Ich habe die Augen geschlossen und hänge meinen Gedanken nach, daher merke ich, erst als es zu spät ist, das jemand das Bad betreten hat. Meine Augen fliegen auf, als mich dieser jemand sanft am Arm berührt und mich anspricht. Mühsam gelingt es mir, mich auf diese Person zu fokussieren. "…Daidai…", murmele ich erschreckt, als ich den roten Schopf vor mir ausmache und dieser mich nur traurig ansieht, meinen Arm langsam hebt und beginnt die Blutung zu stillen. Es tut weh, als er die Wunde desinfiziert und verbindet, aber ich wehre mich nicht. Es bringt ja ohnehin nichts. Ich lasse ihn gewähren, und als er fertig ist, nimmt er mich auf den Arm und bringt mich zurück ins Wohnzimmer, setzt mich auf dem Sofa ab und schaut mir ernst in die Augen, nachdem er sich vor mir hingehockt hat.
 

+++Die+++
 

'Kyo ist schon eine Ewigkeit im Bad…ob er wieder? …ganz sicher…ich weiß zwar nicht WARUM, aber ich weiß, DASS er es schon wieder tut…das ist doch wirklich ein Slowmotion Suicide, den er da begeht…warum zum Teufel…er könnte doch auch mit uns…mit mir über seine Probleme reden', geht es mir durch den Kopf. Ich starre die Badezimmertür jetzt seit bald einer Stunde an und es ist nichts von dort zu hören.
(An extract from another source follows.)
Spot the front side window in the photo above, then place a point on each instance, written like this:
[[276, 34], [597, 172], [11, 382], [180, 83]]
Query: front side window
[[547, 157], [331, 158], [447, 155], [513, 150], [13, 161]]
Kein Wasser laufen oder irgendwelche Geräusche, die überhaupt andeuten, was Kyo dort tut. Es bleibt wirklich nur die Schlussfolgerung, dass er sich wieder selbst verletzt. Ein Seufzen entwischt meinen Lippen und ich begebe mich langsam zum Bad. Innerlich bereite ich mich schon mal auf diesen altbekannten Anblick von Kyo mit blutüberströmten Armen vor, denn ich bin mir sicher, genau das werde ich gleich vorfinden. Ich öffne leise die Tür und sehe ihn da zusammengesunken an der Wand lehnen, den linken Arm schlaff und blutig in seinem Schoß. Selbst sein Gesicht ist blutverschmiert, also hat er es wohl wieder abgeleckt, so wie er es gerne mal tut. 'Hoffentlich ist er noch am Leben' Ich knie mich neben ihn und schüttele sanft seinen anderen Arm. Er schreckt hoch und ich sehe die Angst in seinen Augen, als er mich sieht. Das stimmt mich traurig und ich gehe davon aus, dass er das auch in meinen Augen sieht. Aber damit gebe ich mich jetzt erst einmal nicht ab.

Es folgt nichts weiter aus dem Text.